Des tutos sur YouTube
A l’heure des réseaux sociaux, les choses ont toutefois un brin changé. Luna Coma explique pouvoir agir à distance après un contact sur Facebook, notamment pour des rituels de bien-être : » C’est une concentration sur l’être, que la personne soit toute proche ou dans une autre ville, c’est le même processus. » C’est Internet aussi qui lui a permis de s’initier à certaines pratiques, gratuitement. » Il n’y a pas de notion d’arnaque. Il est question de transmission entre nous, de partage. » L’échange se fait aussi sur des chaînes YouTube. En intégrant les codes de son époque et du médium en ligne, Lana Corvus propose par exemple sur son canal des do-it-yourself pour réaliser son autel de voyage, ses cônes d’encens… Elle poste également des tutoriels où elle détaille un charme de détection des mensonges ou le B.A.-ba de l’utilisation d’un pendule. De quoi grossir les rangs de pratiquantes bien décidées à réenchanter le monde en protégeant la planète et en repensant la place des femmes.
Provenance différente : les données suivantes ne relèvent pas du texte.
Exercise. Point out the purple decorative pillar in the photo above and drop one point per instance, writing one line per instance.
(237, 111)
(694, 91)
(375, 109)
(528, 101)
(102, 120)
Si ça pouvait marcher…
Dans le chaudron des créatrices
• Très codifié, riche en symboles, l’univers magique de la sorcière inspire marques et créateurs. Ainsi, les cristaux utilisés pour soigner et protéger s’invitent, format XXL, sur les bracelets ou colliers en tous genres et la New-Yorkaise Pamela Love n’en finit pas de jouer avec les images de pendule, de poignard ou de lune pour ses accessoires.
• Amandine Lordenme, fondatrice de la marque Wild Folk Soul Clothing, s’est également plongée dans de nombreux ouvrages traitant d’ésotérisme pour nourrir son univers : « Je ne voulais pas créer des vêtements remplis d’incohérence, explique-t-elle. Je ne pratique pas, mais j’y crois énormément. Je garde volontairement mon rôle d’observatrice avec les pieds sur terre, mais c’est ma façon d’approcher toutes ces choses qui nous dépassent. » Sur ses patchs destinés à embellir blousons et accessoires, elle reprend les codes du milieu tels que les trois lunes, un symbole fort de féminité. Autre grand succès de sa dernière collection : l’écusson « Witchies are back in town ». Quand on vous le dit !
• Entre les crèmes au venin de serpent et autres formulations oniriques, le monde de la cosmétique se la joue également witchy. Très investi sur le créneau, Garancia n’hésite pas à donner à sa gamme une connotation tout droit sortie d’une marmite entre son Abracadabaume, son sérum Que mes rougeurs disparaissent et son iconique Pschitt magique.